The Becker Friedman Institute for Economics reveals that in the United States, educational services (83%), professional, scientific and technical services (80%), management (79%), finance and insurance (76%), and information (72%) have the highest rates of teleworkable occupations. On the contrary, transport and construction can telework only 19%, retail trade 14%, agriculture 8%, and accommodation and food services 4%.
Such detailed data are not available in Luxembourg. We only know that before the crisis, according to a Statec study, 13.2% of employees used to telework in industry and 19.8% in services.
More generally, a Liser report from last July concludes that teleworkers can be divided into three groups. 90% are “skilled workers” who “have a high degree of autonomy in their work” and “use a high number of ICTs in their jobs”.
This is followed by two minority groups. 7% are “employees working in unskilled occupations, or in contact with customers. Members of this group have moderate autonomy”
The remaining 3% are “employees working in an intermediate profession or as administrative employees. Members of this group work more often than other teleworkers on a part-time basis. They do not have autonomy in their work, and their work pace is more often dictated by a computer system, the work of their colleagues and a volume of work determined by the hierarchy than that of other teleworkers”.
57% telework in Luxembourg during the crisis
The crisis has disrupted these models, as more than 55% of the Luxembourg population has gone into the home office during the period, according to Eurofound. Once again, Luxembourg is breaking records and is in second place among European countries, just behind Finland.

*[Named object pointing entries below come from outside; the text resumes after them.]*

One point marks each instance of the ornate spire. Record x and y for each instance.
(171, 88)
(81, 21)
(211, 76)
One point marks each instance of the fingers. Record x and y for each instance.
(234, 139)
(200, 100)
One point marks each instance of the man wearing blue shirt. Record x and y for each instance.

According to a Statec study, the sector with the highest rate of full-time telework is education, at nearly 75%. This is followed by administrative and financial services, other services and public administration. On the other hand, for trade, industry, hotels and restaurants, construction, health and social work, the rate does not exceed 40%.

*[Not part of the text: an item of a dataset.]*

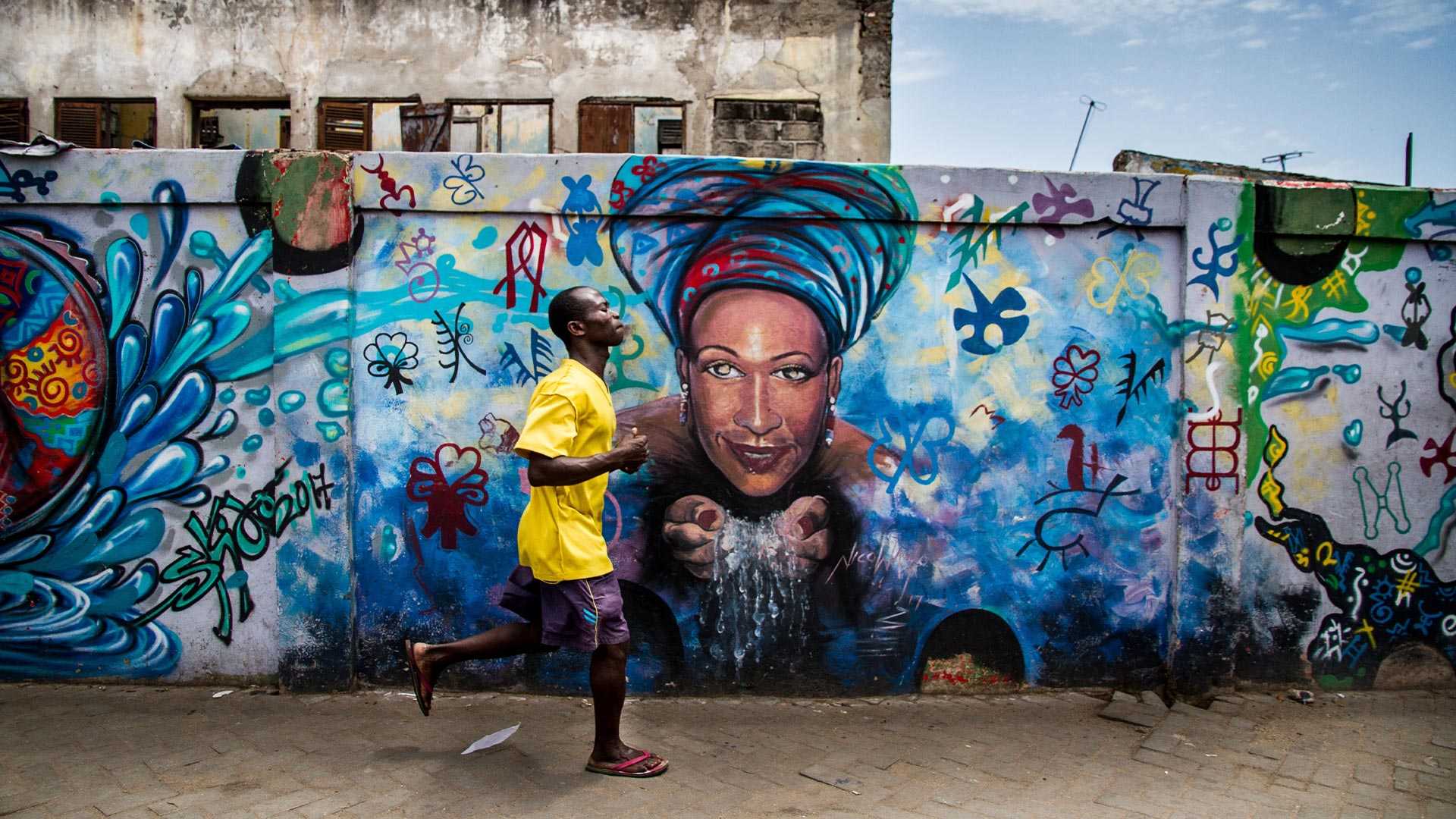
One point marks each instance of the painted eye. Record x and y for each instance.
(792, 373)
(723, 371)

Will the sectors which have been obliged to telework continue to do so? Mellouet analyses: “Paradoxically, during the lockdown, employees in finance were among the most numerous to telework.” Yet, according to the Liser study, they were also the least likely to have their company's consent to do home office work. “This result can be explained by the strict data security rules that govern this sector.” Will the crisis have lifted the barriers for them? Mellouet was not ready to make any projections about teleworking in the aftermath of the crisis.